Não sei quantas vezes durante a infância, pouco importando o tamanho da arte cometida, escutei essa frase vinda dos meus pais: menino, tu não tens vergonha? Fosse fazer xixi no pátio do vizinho, quebrar ‒ de propósito ‒ o brinquedo da irmã, responder de modo desrespeitoso a um adulto, toda e qualquer malcriação, na visão de quem me educava, deveria ser motivo suficiente para que eu me envergonhasse. Além do mais, quando eu não me comportava direito na casa dos outros, na escola ou em uma loja, quem morria de vergonha eram os meus pais. Então, depois de se desculparem por mim, me repreendiam severamente, deixando claro que eu, agindo assim, os envergonhara.
O resultado dessa educação de rédeas curtas e limites claros, muito comum em outros tempos, foi a consciência de que, não gostando de passar vergonha, eu deveria tratar de ser bem educado e andar na linha. Em outras palavras, a capacidade de eu sentir vergonha dos meus desvios de conduta passou a ser motivo de orgulho para quem me educou. Assim, depois de crescido, não precisei mais do pai ou da mãe me dizendo o que é certo ou errado, nem como fazer para ser considerado alguém digno de respeito. Sou muito grato a eles por isso, na mesma medida em que espero a gratidão dos filhos, no futuro.
Essa introdução faz algum sentido quando analisamos um fato recém acontecido em Viamão, cidade da Grande Porto Alegre onde moro, mais especificamente na Escola Estadual Barão de Lucena. Logo depois de arrecadar dinheiro na comunidade e pintar o prédio em forma de mutirão (ele estava coberto de pichações), a professora (e vice-diretora) obrigou um aluno de 14 anos a, diante dos colegas, cobrir com tinta os escritos que ele próprio havia feito, entre outros, nas paredes recém pintadas. Mais: teria dito que o menino seria um bobo da corte, fato evidente por ter sido filmado em um celular. Ao filme, obtido por um estudante sem o aval da professora, foi dada publicidade. O resultado é que os pais se insurgiram contra a educadora, alegando humilhação. Exigem sua punição, enquanto o menino não quer mais voltar para a sala de aula.
Antes de defender ou condenar a professora, ou mensurar seu eventual excesso, fui acometido de um sentimento exultante: até que enfim as pessoas estão retomando a capacidade de sentir vergonha! O pichador foi revelado corrigindo seu delito e ficou com vergonha? Viva! Os pais estão morrendo de vergonha por ter um filho malcriado e reagem de modo passional e desesperado em sua defesa? Aleluia! Porque quando alguém vem me visitar em Viamão, e transita diante dos prédios completamente pichados da principal avenida da cidade, quem morre de vergonha somos nós: eu e todos mais que respeitam o espaço público e privado.

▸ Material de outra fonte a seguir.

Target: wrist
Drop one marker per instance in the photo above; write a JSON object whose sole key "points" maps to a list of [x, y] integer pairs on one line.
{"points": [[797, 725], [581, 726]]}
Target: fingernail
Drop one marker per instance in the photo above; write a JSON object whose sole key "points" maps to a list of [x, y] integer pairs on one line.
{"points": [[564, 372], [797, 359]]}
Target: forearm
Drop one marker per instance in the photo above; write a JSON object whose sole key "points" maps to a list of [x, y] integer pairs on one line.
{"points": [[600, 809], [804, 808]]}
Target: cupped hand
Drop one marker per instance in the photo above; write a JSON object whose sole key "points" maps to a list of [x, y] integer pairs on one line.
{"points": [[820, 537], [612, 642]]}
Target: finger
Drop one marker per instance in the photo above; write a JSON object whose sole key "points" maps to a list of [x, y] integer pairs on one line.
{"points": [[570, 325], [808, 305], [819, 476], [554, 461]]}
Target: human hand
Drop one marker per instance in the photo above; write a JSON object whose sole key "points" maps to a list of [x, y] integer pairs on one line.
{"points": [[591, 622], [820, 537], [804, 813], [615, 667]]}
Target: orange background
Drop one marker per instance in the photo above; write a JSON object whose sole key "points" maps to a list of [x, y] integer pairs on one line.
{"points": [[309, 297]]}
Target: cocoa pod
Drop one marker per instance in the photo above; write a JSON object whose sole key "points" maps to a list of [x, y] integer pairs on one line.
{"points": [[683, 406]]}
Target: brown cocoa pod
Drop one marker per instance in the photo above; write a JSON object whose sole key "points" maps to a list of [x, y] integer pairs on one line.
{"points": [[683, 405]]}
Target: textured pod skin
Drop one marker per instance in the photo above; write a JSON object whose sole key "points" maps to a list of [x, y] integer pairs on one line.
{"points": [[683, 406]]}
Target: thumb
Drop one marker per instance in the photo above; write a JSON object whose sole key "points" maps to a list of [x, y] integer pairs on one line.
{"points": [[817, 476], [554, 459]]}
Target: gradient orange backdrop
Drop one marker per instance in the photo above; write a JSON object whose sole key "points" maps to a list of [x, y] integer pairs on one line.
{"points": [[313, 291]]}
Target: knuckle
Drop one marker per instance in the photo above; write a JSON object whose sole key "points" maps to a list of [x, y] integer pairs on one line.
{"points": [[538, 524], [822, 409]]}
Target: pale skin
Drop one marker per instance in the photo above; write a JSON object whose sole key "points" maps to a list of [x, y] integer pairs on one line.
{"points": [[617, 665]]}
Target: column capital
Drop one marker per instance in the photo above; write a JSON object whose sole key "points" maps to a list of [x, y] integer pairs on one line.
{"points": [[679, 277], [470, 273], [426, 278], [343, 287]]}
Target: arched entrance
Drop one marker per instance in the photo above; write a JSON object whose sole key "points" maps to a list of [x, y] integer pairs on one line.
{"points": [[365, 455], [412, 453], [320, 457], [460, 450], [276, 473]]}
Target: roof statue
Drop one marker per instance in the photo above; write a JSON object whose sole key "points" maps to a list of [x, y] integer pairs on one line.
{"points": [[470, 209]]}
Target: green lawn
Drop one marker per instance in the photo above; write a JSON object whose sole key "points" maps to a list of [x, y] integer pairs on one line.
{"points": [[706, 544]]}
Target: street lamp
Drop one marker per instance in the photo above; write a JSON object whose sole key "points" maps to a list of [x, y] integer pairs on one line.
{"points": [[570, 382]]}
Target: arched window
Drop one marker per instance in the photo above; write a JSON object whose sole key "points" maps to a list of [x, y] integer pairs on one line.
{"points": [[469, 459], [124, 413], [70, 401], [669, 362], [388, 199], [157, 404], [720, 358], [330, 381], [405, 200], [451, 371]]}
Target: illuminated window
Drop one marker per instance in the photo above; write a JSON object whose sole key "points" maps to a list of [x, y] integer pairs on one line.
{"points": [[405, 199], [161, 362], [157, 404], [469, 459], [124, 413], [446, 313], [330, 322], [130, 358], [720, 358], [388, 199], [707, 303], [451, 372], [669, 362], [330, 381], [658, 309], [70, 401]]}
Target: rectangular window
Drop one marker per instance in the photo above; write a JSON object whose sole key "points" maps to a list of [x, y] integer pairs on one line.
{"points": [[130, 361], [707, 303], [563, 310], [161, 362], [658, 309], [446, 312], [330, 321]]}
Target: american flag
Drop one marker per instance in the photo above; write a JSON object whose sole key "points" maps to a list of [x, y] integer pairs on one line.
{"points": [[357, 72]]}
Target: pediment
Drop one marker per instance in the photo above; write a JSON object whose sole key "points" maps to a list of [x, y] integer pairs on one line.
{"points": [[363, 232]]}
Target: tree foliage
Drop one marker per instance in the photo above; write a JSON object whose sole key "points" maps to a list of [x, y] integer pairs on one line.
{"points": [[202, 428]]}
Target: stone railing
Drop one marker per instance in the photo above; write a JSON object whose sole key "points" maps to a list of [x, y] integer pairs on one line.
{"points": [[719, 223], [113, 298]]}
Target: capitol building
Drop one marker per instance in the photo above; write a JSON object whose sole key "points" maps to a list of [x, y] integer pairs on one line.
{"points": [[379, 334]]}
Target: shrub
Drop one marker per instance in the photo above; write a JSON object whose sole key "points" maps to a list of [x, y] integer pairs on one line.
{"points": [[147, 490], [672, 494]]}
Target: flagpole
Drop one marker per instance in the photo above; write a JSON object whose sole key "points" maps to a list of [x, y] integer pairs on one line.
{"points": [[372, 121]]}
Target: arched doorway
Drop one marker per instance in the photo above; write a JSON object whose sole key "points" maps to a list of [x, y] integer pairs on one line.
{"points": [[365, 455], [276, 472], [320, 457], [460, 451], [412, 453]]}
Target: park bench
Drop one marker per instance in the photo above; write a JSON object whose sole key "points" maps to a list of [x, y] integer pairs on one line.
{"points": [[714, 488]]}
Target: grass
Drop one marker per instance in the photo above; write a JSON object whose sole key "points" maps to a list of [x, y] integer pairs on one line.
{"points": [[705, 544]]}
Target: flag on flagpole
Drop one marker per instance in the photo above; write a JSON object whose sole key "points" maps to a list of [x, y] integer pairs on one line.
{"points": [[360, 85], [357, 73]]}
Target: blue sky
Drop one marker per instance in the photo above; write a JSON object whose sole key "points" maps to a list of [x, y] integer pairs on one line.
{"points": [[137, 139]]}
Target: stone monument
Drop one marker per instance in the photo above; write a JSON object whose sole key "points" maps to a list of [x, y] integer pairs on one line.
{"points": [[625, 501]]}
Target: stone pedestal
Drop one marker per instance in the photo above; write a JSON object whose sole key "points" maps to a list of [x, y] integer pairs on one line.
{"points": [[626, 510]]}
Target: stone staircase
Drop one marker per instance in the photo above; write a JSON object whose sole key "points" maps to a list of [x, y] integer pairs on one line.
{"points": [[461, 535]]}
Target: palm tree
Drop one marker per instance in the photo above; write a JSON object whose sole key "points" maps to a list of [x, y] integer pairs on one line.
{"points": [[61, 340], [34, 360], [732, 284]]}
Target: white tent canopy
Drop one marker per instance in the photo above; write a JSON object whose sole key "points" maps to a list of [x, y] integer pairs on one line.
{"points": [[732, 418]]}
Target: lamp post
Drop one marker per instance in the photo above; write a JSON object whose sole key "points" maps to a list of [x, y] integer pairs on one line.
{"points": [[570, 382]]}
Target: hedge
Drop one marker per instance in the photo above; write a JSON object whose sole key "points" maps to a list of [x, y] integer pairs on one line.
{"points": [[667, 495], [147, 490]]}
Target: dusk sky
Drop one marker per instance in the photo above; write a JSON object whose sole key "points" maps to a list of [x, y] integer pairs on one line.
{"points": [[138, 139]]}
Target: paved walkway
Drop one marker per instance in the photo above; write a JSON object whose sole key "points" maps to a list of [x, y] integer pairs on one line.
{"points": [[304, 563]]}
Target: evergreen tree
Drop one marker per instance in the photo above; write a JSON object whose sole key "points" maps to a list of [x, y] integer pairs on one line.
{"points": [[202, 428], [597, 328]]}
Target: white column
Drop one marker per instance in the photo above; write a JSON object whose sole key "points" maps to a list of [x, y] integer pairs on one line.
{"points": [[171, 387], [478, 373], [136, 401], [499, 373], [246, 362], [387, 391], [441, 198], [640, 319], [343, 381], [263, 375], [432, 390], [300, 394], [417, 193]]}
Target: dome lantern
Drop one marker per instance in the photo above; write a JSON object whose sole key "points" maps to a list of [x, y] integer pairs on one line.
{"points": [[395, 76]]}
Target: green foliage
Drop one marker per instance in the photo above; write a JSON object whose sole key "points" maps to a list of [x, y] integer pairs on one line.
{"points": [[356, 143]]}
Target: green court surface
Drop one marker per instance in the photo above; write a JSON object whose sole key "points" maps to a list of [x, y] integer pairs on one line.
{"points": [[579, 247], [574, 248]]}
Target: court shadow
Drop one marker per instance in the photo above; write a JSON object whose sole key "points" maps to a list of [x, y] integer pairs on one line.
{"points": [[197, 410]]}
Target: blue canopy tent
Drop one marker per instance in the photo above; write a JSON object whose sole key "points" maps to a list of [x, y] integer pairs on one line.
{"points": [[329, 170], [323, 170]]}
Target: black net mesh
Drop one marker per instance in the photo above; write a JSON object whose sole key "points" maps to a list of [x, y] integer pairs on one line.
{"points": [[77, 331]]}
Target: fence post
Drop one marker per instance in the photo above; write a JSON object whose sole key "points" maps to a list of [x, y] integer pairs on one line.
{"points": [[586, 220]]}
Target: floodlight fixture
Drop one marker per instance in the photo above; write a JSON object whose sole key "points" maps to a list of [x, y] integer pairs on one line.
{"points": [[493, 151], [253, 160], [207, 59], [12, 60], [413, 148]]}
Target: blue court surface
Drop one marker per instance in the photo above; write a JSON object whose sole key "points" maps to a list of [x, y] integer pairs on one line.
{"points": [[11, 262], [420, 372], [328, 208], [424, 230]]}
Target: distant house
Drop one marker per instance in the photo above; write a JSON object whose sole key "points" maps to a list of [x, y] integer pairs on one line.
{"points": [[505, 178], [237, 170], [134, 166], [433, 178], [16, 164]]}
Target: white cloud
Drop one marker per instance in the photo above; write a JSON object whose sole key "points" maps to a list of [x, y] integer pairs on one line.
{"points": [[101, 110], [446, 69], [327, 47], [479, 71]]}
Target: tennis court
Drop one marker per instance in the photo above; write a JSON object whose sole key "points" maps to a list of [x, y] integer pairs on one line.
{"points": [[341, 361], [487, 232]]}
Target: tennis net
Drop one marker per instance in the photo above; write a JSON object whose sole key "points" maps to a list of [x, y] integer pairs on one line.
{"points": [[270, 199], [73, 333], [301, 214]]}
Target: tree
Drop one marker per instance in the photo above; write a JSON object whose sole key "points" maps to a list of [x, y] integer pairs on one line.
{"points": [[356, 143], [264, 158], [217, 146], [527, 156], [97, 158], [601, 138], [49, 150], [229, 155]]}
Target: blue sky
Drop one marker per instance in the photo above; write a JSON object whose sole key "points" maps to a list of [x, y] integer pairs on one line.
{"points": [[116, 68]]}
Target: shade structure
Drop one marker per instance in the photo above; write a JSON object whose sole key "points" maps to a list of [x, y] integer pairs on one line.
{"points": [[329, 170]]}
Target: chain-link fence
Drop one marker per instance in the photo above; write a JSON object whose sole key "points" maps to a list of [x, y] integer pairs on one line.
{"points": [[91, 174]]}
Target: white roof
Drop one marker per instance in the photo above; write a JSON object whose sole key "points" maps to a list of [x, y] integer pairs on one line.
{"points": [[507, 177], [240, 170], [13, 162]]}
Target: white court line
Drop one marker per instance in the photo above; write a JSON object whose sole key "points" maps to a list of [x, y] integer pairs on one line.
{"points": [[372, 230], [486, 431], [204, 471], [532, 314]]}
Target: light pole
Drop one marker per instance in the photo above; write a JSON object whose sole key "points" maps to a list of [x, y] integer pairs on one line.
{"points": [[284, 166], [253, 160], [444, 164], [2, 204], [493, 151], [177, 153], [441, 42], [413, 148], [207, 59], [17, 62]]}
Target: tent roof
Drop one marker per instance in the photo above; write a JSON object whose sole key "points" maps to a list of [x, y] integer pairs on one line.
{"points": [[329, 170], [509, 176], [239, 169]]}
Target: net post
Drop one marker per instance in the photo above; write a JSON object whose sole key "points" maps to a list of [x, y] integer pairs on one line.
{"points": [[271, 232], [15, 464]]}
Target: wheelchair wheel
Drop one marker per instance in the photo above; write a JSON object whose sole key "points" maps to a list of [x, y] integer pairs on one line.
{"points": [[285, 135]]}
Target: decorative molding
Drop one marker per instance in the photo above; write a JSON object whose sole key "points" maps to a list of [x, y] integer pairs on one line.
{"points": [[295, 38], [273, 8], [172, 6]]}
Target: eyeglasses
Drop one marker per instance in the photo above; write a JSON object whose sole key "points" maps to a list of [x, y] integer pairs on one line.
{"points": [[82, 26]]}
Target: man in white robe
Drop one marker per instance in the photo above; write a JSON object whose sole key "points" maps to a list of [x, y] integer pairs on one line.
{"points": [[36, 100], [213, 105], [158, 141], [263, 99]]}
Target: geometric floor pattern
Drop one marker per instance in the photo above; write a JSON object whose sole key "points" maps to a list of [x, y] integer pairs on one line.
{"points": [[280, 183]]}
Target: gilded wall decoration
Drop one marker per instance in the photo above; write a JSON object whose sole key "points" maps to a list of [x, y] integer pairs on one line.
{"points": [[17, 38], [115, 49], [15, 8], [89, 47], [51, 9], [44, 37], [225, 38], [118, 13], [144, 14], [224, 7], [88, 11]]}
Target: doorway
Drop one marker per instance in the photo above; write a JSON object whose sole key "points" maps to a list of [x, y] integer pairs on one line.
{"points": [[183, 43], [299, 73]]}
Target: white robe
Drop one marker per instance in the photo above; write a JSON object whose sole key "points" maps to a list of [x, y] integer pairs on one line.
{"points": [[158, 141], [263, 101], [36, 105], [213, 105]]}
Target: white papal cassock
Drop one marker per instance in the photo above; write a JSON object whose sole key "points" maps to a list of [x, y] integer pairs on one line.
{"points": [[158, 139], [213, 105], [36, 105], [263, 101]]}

Precisamos abandonar a ideia de que quem comete delitos é esperto e quem é cumpridor de suas obrigações é trouxa. Aparecer na TV algemado depois de cometer um delito é vergonhoso? Sim, é: todos tentam esconder o rosto. Para evitar isso, que tal não cometer crimes? Ver exposta sua identidade sofrendo uma censura depois de fazer algo errado é vergonhoso? Claro que é, tornando legítima a reclamação dos pais do aluno pichador. Vergonha maior, no entanto, deveria ser o fato de ele ter cometido, acintosa e deliberadamente, o ato! Isso foi o que eu aprendi em casa.
Dou a cara a tapa diante dos estudiosos da área da Educação quando me posiciono mais a favor da professora do que dos pais e do aluno. Considero como atenuante o fato de que ela ainda estava com os braços doendo depois de repintar o prédio quando foi incisiva na punição ao pichador. Também desculpo a população que vibrou tanto quanto eu ao ver alguém ser punido de modo exemplar: faz tempo que a vergonha está pendendo apenas para o lado de quem não deveria senti-la. A inversão anda tanta que um corretivo merecido, ao invés de ser trivial, virou notícia de TV! Ou a população revisa seus valores, voltando a ter orgulho da virtude e vergonha da delinquência, ou tudo estará perdido. Estranhamente, uma das minhas virtudes é saber, desde pequeno, como é ruim sentir vergonha.